Golden Spikes winner. Minor league Player of the Year. Rookie of the Year. MVP. A 2017 campaign that was better in some ways than the previous. A start to 2018 that had him on pace to blow away all of his career highs. Unlike Joe Flacco, the accolades prove beyond a shadow of a doubt that Kris Bryant is indeed elite.
But in this instant-gratification, what-have-you-done-for-me-lately world, all it took for people to forget the past was a present in which Bryant battled a debilitating shoulder injury. Some saw David Bote’s heroic home runs and decided the Cubs would be better off trading their superstar while they still could. It didn’t help that ESPN’s Buster Olney made such a move seem like a real possibility.
When CI reported that Bryant was pouring himself into his offseason workouts with an intensity never before seen by those around him, people made jokes about “best shape of his life” tropes. When he went back to his old swing, some of those same people worried that his shoulder was a ticking time bomb. When he displayed that familiar easy power in the cage, people said they’d believe it when he did it in a game.
All it took was one at-bat for Bryant to shut those doubters up, and you can rest assured he’s planning to take a helluva lot more swings at that hater piñata over the course of the season.

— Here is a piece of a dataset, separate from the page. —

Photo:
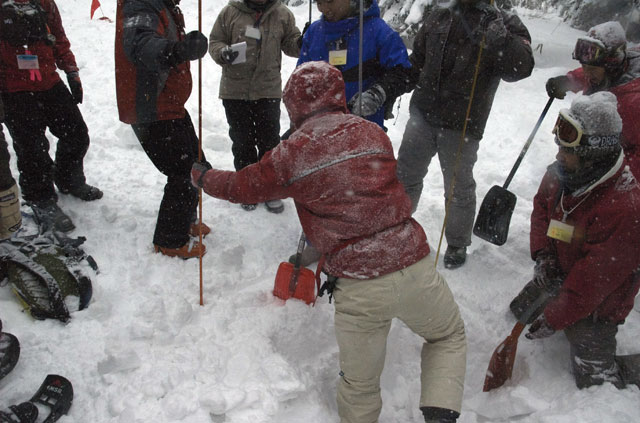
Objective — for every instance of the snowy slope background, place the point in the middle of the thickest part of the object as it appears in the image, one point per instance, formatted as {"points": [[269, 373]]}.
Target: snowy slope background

“You know, when you’re not playing, you have a whole lot of time to kind of just sit there and either go through a Twitter rabbit hole or whatever, you start seeing things about yourself,” Bryant told members of the media* after Saturday’s opener. “And seeing things saying, ‘Trade him,’ and this and that. And I’m like, ‘All right.’ I’m motivated.
“Keep them coming. Bring it. Whatever you guys write, I try not to read it. Most of you guys are great anyway, but honestly, like I said, it’s, ‘What have you done for me lately?’ And last year I didn’t really do anything. And, sure, it was warranted, but boy did it motivate me this year. I’m excited.”
The best part about this is Bryant talking about seeing things on Twitter, then saying that he doesn’t read what the beat writers put out. And then, realizing in real time that he’d thrown a little low-key shade at them, he made sure to offer a compliment before really going in on the vengeance narrative.
“As easy as it may have seemed for me my first four years, even going back to college and high school, there’s always people that say things,” Bryant offered. “And the negative stuff always stands out more, because negativity kind of sells. People want to read that stuff. So, that’s kind of the things that really stuck out to me, but it wasn’t really the first time I’ve been doubted.
“That’s why I think I am where I’m at in terms of my abilities in baseball, because I read one thing or something and it just motivates me to just either shut that person up or prove them wrong. I’ve been doing that pretty much my whole life. So, bring it on.”
And he’s not just making stuff up about that criticism dating back to his prep days. The cutthroat Las Vegas baseball scene is populated by scouts and coaches with agendas for days, and they’ll gladly badmouth a kid who doesn’t help them further their own ends. Bryant probably won’t address that much more specifically than we saw above, but his father, Mike Bryant, shared some of his frustrations as part of a much bigger interview with CI prior to the 2017 season.
The apple may have rolled a little far from the tree when it comes to bluntness, but the younger Bryant is tapping into a little more of that intensity these days. Encountering your athletic mortality has a way of changing people, maybe allowing them to tap into previously unknown wells of ability. Not that there was anything lacking in Bryant’s game or personality in the past, but perhaps being a little pissed off and playing with a chip on his shoulder will make him even better.
And despite what some poor, misguided souls seem to believe after last season, being even better means being the best player Cubs fans have ever seen.
*This particular link is to a lengthy Medium post by Jordan Bastian, the new Cubs beat writer for MLB.com. Bastian replaced Carrie Muskat this winter and has quickly established himself as a must-follow for Cubs fans. His reports from spring have been phenomenal, whether it’s the images he captures with his SLR or the in-depth coverage across different platforms.